Ayesha Mohmand, other members of her organization [Takra Qabailee Khwendi (Brave Tribal Sisters)], and civil society activists protest the Frontier Crimes Regulation in Islamabad. The FCR (abolished 2017) was a set of indirect rule laws which denied FATA residents many of the civil and legal rights of regular Pakistani citizens, allowed for collective punishments, and instituted a form of perpetual martial law. Photograph captured on Mohmand's mobile phone by a colleague, undated.Today, Ayesha continues to work for the empowerment of her tribal sisters. Having prefaced her statements with a defense of tribal Pashtun men, she seems more willing to speak openly about her ongoing work. She describes how she works to help women exercise their right to vote, a journey that began with her participation in local representative-body elections:

“In 2002, I contested and won our local elections. There were huge fights and struggles I had to overcome to do this, but after I won my relatives stopped visiting me and talking to me. People would talk about how I had done something dishonorable by contesting the election. At the same time, I faced problems in the representative bodies. They decided that the constituencies from which women had been elected would have their allocated funds assigned to a (male) Nazim [an agent or guardian of the local body]. However, the male representatives could control the funds for their constituencies. I fought hard against this, with journalists and NGOs, because I had won the elections fairly with votes just like the men.

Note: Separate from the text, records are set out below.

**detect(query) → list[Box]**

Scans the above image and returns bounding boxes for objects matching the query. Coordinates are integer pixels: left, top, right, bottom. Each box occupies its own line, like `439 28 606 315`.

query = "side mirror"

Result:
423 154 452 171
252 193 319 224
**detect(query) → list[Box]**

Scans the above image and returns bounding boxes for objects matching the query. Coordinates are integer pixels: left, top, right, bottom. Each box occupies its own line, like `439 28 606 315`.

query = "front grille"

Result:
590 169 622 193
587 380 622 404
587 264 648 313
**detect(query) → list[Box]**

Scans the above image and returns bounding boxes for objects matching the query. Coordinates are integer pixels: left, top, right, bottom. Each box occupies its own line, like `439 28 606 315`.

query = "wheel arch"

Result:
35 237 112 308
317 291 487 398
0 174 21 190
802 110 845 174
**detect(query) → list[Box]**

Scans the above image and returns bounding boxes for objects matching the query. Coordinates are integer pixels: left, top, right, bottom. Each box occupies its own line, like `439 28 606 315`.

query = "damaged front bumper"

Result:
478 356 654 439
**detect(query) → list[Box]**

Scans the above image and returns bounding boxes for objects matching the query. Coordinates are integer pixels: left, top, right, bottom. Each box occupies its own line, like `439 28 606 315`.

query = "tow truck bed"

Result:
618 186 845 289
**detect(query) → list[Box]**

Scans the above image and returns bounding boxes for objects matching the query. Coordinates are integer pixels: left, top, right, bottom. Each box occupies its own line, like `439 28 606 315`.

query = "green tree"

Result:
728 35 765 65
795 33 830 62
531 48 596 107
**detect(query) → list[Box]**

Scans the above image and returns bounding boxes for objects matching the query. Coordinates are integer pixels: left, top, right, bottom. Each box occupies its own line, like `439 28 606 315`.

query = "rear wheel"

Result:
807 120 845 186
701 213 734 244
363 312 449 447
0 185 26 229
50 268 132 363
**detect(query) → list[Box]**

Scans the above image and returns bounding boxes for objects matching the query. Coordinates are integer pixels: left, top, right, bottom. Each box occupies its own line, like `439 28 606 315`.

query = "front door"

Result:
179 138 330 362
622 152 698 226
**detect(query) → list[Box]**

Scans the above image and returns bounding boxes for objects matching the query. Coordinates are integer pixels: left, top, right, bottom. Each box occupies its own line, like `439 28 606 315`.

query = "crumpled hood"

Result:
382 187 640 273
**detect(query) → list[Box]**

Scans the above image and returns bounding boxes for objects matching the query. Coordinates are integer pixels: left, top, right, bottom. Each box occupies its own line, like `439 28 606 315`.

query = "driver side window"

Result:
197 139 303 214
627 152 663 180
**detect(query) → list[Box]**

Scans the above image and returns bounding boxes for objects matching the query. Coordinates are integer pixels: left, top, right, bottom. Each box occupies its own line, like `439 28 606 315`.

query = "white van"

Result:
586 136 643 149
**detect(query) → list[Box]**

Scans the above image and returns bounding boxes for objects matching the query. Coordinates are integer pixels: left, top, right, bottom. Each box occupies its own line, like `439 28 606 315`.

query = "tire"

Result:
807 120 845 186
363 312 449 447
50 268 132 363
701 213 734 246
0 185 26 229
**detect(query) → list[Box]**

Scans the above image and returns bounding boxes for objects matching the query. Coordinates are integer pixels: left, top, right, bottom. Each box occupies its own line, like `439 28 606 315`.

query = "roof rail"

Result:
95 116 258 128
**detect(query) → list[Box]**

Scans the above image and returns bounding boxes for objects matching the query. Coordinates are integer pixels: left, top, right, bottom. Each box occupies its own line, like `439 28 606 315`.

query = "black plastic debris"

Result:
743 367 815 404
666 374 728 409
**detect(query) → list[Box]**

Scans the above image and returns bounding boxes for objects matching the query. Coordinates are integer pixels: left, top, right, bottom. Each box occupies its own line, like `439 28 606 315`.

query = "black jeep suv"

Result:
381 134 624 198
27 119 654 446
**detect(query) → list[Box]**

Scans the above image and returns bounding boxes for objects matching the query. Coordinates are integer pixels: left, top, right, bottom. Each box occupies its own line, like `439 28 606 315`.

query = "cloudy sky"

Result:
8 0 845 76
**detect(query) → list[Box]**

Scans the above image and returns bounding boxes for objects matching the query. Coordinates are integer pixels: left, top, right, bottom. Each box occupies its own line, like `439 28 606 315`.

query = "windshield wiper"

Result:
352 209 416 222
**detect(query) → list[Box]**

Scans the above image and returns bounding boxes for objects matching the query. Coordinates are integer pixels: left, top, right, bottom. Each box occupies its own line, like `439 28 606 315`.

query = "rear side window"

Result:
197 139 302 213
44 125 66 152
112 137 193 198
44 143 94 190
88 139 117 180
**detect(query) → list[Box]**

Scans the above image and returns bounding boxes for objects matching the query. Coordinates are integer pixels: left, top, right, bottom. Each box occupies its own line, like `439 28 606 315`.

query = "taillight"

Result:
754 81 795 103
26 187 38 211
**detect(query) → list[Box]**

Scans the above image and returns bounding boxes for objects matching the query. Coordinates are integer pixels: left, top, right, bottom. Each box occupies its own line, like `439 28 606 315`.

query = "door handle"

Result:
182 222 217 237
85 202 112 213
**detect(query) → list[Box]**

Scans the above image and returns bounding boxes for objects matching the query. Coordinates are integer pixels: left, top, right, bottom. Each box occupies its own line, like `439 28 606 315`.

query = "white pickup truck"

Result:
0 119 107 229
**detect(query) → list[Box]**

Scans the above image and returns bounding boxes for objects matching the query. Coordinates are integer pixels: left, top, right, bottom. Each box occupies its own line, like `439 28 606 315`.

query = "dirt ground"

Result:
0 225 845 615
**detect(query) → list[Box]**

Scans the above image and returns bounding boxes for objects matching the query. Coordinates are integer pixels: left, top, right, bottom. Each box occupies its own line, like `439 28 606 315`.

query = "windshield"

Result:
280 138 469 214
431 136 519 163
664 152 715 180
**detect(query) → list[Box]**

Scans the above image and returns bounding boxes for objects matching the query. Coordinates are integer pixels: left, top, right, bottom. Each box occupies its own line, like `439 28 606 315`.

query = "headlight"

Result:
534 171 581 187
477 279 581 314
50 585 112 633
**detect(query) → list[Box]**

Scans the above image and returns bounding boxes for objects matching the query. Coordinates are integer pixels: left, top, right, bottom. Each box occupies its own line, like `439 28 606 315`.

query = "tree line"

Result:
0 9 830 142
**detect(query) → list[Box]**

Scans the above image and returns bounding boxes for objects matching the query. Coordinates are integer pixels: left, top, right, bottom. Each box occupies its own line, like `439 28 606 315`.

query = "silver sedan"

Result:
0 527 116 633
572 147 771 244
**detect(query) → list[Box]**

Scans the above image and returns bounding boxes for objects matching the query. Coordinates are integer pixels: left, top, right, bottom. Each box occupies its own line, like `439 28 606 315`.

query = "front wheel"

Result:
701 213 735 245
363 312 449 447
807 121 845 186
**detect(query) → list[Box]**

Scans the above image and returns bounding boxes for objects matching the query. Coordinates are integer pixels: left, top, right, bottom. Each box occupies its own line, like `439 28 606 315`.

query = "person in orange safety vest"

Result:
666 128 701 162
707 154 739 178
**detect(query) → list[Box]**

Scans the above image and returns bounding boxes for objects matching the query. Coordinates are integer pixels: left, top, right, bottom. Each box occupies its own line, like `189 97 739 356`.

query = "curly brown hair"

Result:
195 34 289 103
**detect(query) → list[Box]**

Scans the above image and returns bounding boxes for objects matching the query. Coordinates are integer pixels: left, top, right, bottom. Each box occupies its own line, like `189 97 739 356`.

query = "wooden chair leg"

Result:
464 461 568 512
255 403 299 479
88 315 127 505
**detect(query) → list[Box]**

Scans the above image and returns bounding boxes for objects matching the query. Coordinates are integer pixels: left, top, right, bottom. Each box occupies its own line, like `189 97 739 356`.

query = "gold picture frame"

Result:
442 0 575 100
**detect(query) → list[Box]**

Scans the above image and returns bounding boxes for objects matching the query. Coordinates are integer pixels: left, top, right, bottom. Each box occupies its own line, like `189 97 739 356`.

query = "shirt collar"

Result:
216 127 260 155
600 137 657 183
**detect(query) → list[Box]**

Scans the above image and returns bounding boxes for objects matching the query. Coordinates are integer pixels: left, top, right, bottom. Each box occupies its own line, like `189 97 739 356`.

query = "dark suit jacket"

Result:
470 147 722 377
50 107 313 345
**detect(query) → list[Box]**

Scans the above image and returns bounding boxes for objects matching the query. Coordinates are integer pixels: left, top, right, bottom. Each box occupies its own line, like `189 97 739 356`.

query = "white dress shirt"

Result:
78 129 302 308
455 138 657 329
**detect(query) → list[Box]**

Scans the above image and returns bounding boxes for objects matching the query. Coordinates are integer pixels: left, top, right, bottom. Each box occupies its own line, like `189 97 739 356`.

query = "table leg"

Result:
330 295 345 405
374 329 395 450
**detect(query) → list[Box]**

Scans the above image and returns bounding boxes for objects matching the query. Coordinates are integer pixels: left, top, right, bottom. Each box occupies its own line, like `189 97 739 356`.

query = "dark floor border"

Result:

As an elected woman, it was important for me that FATA women start voting. In 2002 women were not voting in FATA because the men in their families used to scare them by saying they would know who the women voted for. So women used to say there is no point in voting because we will just vote for someone we don't like.”

Aisha describes the awareness campaign conducted by herself and Takrha Qabaeli Khwendey to inform FATA women that their votes were confidential:

“In the end, many women voted just because we had corrected their false information. When they came out of the polling stations they smiled and told us they had voted. We did not ask them who they voted for. We asked them if they were happy and they said they were happy because they had been able to make their voices heard and they felt like their choices mattered.”

Ayesha is not arguing that voting led to an improvement in the material conditions of women. She is hopeful that the mere act of exercising the right to vote achieved something positive for FATA women, something that may one day lead to a tangible change in material circumstances. Ayesha tells me this is how you change society:

“These women know their rights now, they enjoyed voting. They will want to vote again, to learn about politics and issues that affect them. They can take part in the direction of society.”

Note: Tribal News Network (TNN) is presenting this series of interviews to offer a deeper understanding of the historical security, political, and social dynamics in erstwhile FATA. Originating in a journalism grant at Williams College, these conversations aim to shed light on the intricate experiences and perspectives that have shaped the region's trajectory. This project also represents the efforts of Pakistan's youth in learning about communities and topics that may lie outside their comfort zone. However, the views expressed in this series of interviews are those of the interviewers and interviewees, and may not necessarily reflect the views or stance of TNN regarding these issues.